Many other artworks in the BAB walk a fine line between carefully considered, site-specific artworks and falling into the traps of “beyond kitsch” in their usage of familiar symbols. Krit Ngamsom’s tortoise sculptures at Wat Prayoon’s Mount Sumeru, for instance, bear LED-illuminated models of nearby religious institutions on their backs, celebrating the area’s multiculturalism while glossing over whatever inter-religious tension surely existed through the centuries. Similarly, Komkrit Tepthian’s Giant Twins (2018), a “Siamese” twin sculpture made from figures of Chinese warriors and Yaksa from the Wat Pho and Wat Arun, respectively, represent the Chinese and Khmer cultures that together comprise Thai identity—though that subject is surely more contested than the artwork represents. Even Nino Sarabutra’s beautifully installed project of 125,000 porcelain skulls What Will We Leave Behind (2012), arrayed on the ground around the bell-shaped, white-painted stupa at Wat Prayoon and on which you could walk barefoot while contemplating life and death, exists in the realm of familiar symbolism creatively deployed.
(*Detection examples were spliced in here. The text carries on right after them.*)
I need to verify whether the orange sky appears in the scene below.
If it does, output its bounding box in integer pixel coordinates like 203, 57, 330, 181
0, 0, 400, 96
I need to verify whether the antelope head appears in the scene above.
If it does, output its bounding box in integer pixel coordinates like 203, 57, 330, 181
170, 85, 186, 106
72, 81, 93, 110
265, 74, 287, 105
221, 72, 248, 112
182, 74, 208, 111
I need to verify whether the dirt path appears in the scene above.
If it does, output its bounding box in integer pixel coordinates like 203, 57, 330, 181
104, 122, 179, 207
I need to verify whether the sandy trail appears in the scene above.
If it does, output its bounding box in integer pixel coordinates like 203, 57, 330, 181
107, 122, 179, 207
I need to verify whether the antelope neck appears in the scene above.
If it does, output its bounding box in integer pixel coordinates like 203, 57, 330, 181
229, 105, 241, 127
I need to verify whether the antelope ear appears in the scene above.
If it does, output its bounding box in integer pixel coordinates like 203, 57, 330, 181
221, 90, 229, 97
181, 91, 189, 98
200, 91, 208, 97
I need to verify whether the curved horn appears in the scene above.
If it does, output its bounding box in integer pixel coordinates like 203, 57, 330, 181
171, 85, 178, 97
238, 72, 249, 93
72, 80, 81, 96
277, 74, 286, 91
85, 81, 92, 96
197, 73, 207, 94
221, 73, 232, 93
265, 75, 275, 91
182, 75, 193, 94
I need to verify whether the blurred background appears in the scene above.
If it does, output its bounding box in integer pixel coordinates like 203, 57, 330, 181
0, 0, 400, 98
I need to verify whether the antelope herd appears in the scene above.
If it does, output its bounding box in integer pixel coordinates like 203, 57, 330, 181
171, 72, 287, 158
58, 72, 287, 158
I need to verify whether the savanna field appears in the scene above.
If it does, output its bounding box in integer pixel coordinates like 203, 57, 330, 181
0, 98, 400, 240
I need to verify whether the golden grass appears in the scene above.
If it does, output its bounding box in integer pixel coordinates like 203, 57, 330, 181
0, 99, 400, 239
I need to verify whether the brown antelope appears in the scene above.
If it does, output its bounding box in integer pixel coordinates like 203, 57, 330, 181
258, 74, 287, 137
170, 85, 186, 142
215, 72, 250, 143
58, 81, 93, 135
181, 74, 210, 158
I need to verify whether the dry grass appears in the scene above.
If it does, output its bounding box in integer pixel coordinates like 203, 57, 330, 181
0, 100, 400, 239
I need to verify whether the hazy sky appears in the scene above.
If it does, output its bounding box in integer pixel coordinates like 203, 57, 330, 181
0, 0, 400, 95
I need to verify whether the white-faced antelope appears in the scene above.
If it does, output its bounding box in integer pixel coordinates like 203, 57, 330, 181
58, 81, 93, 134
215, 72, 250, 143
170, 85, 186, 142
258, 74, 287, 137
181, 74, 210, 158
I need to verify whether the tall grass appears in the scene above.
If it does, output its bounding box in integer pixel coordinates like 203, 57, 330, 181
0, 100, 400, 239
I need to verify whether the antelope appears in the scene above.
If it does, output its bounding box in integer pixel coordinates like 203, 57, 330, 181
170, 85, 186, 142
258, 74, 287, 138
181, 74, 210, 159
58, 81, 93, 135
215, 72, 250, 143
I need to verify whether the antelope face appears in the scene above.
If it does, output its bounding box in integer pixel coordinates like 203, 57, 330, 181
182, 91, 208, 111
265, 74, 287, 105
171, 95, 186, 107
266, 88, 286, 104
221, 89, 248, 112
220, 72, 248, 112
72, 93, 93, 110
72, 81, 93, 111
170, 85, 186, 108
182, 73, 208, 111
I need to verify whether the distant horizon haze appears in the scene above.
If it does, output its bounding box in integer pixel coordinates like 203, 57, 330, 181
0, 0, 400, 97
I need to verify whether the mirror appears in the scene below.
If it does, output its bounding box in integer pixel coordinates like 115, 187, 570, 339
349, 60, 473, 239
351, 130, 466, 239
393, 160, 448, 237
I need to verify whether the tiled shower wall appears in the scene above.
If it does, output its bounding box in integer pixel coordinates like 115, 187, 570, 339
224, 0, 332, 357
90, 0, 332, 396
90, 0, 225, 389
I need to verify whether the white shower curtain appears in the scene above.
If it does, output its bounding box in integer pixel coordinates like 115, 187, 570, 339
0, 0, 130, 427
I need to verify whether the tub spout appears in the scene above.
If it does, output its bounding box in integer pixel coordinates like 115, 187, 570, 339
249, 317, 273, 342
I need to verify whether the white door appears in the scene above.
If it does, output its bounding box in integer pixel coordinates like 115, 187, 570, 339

More nuanced takes on the “Beyond Bliss” concept were those that avoided overt, simple representations. Several works achieved this through abstraction. Tawatchai Puntusawasdi’s A Shadow of Giving (2018), is a compressed-looking architectural form made of brass, copper and galvanized steel at Wat Pho, based on two-dimensional paintings of almshouses. His mentor Montien Boonma’s Zodiac Houses (1998–99) are model towers propped up on stilts; viewers can walk underneath them and look up at holes punctured in their surfaces that resemble constellations, creating an unexpected relationship between viewer and object. Sanitas Pradittasnee made a bold intervention into Wat Arun’s traditional landscape in Across the Universe and Beyond (2018) by fencing in the Khao Mor with red acrylic walls and creating a shrine out of mirrored forms. Despite its contemporary-looking form, the installation evokes her research into the Traibhumi, the Buddhist conception of the Three Worlds, which informs the architecture of the temple.
Other strong works dug deeper into their contexts, like the many works at the BACC looking at the place of women in Thailand today. While Mark Justiniani’s mirrored-room installation The Settlement (2016–17) references traumas of the Philippines’ history, one of the only historical perspectives on Thailand itself was Anupong Charoenmitr’s two-channel video at the former East Asiastic warehouse, Something Like a Thing, Sometime Like Every Time (2018). The work portrays the dilapidated building in Bangkok next to the East Asiatic Company’s still-pristine interior in Copenhagen, where founder Hans Neils Anderson sold Thai teak to make European furniture and provided much aesthetic pleasure to the continent. “Beyond Bliss” largely skirted historical topics—which might have proven contentious in a highly censorious environment. Yet in staying close to the anxieties and ills of the present, without delving into how and why things are this way, there’s a limitation to what can be understood, and what can be done. In this way “Beyond Bliss” obviously attempted to be beyond politics, though the topic’s absence made it even more conspicuous.
HG Masters is the editor-at-large of ArtAsiaPacific.
The inaugural Bangkok Art Biennale, “Beyond Bliss,” is on view until February 3, 2019.